OK, I will look it up. I did expect such functionlity to be part of the
D run-time library or the language implementation itself.
>
>> Furthermore in D 1.0 a char[], a dynamic array of characters, is the
>> equivalent of the C++ std::string. In the C++ std::string class there
>> is a rich set of functionality for manipulating the char elements in
>> the string, for finding particular elements in the string, and for
>> comparing the character elements in strings with other strings, but I
>> see little of this in dynamic array functionality. What am I missing ?
>
> Those functions are in std.string in Phobos. And scattered all over the
> place in Tango.
I see the Phobos std.string. It seems, at first glance, not nearly as
rich an implementation as the C++ std::string functionality.
>
>> I am guessing this must be provided in D libraries of functions (
>> Phobos ? Tango ? ) templated on the dynamic array type.
>
> Right. Except for generic arrays, there's nothing in D1 Phobos.

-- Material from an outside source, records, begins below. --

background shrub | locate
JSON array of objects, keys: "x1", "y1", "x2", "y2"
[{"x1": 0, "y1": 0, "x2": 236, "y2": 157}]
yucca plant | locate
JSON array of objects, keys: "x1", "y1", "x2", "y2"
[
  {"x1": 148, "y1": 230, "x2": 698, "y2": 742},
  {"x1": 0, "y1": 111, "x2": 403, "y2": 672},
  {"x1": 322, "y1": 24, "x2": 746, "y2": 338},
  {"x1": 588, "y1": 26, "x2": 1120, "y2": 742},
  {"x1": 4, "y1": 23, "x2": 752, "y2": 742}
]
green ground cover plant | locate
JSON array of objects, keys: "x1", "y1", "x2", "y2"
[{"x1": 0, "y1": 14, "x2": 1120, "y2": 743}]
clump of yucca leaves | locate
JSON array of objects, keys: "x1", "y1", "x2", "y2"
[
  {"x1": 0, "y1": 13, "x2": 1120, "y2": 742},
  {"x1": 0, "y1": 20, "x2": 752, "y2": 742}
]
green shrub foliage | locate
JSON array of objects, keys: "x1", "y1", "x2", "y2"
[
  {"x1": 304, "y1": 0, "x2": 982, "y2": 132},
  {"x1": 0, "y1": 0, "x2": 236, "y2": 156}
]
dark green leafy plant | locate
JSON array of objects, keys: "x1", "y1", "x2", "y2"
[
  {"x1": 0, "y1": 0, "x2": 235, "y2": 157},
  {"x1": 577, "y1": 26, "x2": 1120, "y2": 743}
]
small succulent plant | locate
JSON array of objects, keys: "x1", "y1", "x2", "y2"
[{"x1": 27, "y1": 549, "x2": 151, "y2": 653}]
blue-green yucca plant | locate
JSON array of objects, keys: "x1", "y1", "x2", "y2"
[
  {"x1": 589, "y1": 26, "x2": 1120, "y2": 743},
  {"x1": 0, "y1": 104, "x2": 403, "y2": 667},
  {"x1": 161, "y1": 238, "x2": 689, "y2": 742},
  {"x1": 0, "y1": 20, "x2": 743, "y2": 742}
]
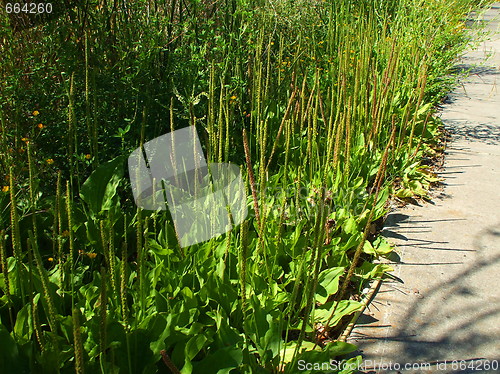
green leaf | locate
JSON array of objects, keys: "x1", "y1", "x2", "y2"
[
  {"x1": 80, "y1": 156, "x2": 125, "y2": 216},
  {"x1": 314, "y1": 300, "x2": 363, "y2": 327},
  {"x1": 14, "y1": 304, "x2": 33, "y2": 344},
  {"x1": 316, "y1": 267, "x2": 344, "y2": 304},
  {"x1": 193, "y1": 347, "x2": 243, "y2": 374}
]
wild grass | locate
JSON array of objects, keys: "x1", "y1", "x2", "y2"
[{"x1": 0, "y1": 0, "x2": 492, "y2": 373}]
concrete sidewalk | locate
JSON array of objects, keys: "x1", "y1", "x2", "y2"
[{"x1": 348, "y1": 3, "x2": 500, "y2": 373}]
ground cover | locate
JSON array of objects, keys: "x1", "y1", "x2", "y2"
[{"x1": 0, "y1": 0, "x2": 488, "y2": 373}]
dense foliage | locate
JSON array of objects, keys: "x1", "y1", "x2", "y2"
[{"x1": 0, "y1": 0, "x2": 486, "y2": 374}]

This is surprising, but I will go with the link above you suggested.
>
>> But, if so, this seems a poor way of providing dynamic array
>> functionality as compared to built-in dynamic array functionality in
>> order to provide the sort of functionality mentioned above, especially
>> as D's dynamic arrays are part of the D language as opposed to a
>> separate library like C++'s std::vector<T> and std::string.
>
> Why? What's wrong with providing such functionality as a library when a
> library does the trick?
There is nothing instrinsically wrong with it when the library is
generic enough, as in the C++ standard algorithms which access
containers through the iterator concept.
>
> Are you aware of the pseudo-member trick that works for arrays? Example:
>
> T get_elem(T)(T[] array, size_t idx) {
> return array[idx];
> }
> ...
> float[] numbers = [1.f, 2,3];
> float first = numbers.get_elem(0);
>
> That works today in D1 and D2. Any function that takes an array as a
> first element can be treated as if it were a (non-virtual) member of the
> array type.
Yes I remember seeing this in the documentation but did not appreciate
its importance vis-a-vis an external dynamic array library.
>
> So given that, I think there's really no reason for the bulk of D's
> array functionality to not be in a library.
Agreed. Unfortunately I had missed where such a library exists, and
assumed it must be part of the normal distribution.